ハゲットは同地のキング・エドワード・ロードにある自宅で、女性社会政治連合(WSPU)の創設者であり、参政権運動の主要人物でもあるエメリン・パンクハースト(Emmeline Pankhurst)にお茶を提供したこともあったといわれている。また、バーキング・ブロードウェイのパブで労働組合員やサフラジェットたちのための集会を企画。女性たちが過去、現在、そして将来にわたって社会に大きな影響を与えるための礎を築いた。そんなハゲットをはじめとしたサフラジェットたちの思いを留めて走るのがサフラジェット線だ。
The Windrush Line
ウィンドラッシュ線
Highbury & Islington ~
New Cross/Clapham Junction/Crystal Palace/West Croydon駅
ウィンドラッシュ線は、ダルストン・ジャンクション、ペッカム・ライ、ウェスト・クロイドンなど、西インド諸島のカリブ海地域から移住してきた人々と強いつながりを持つ地域を通る。これは1948年6月にカリブ海から英国に到着した大型船ウィンドラッシュ号が、第二次世界大戦直後の英国における建設、医療、運輸などの産業再建を支援するために移住した人々を運び、そうした初期の移民たちを「ウィンドラッシュ世代」と呼ぶことに由来する。
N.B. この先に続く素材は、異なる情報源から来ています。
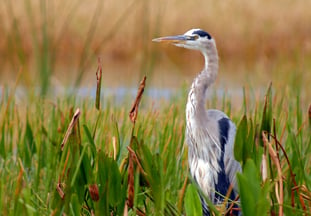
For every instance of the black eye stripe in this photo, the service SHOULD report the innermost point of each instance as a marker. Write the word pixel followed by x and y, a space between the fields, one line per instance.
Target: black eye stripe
pixel 202 34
当初は人種差別を受けたウィンドラッシュ世代だが、このコミュニティーこそが、スカ、レゲエ、ジャズ、ブルースなどで当時のロンドンの音楽シーンを豊かにし、ヒップホップ、ラップ、グライムなどの最近のジャンルにも影響を与えた。現在、人々が楽しむ活気に満ちたマルチカルチャーなロンドンの形成に重要な役割を果たしたといえる。ウィンドラッシュ線は、ウィンドラッシュ世代だけではなく、文化や社会を豊かにし続ける「移民」の重要性を称賛している。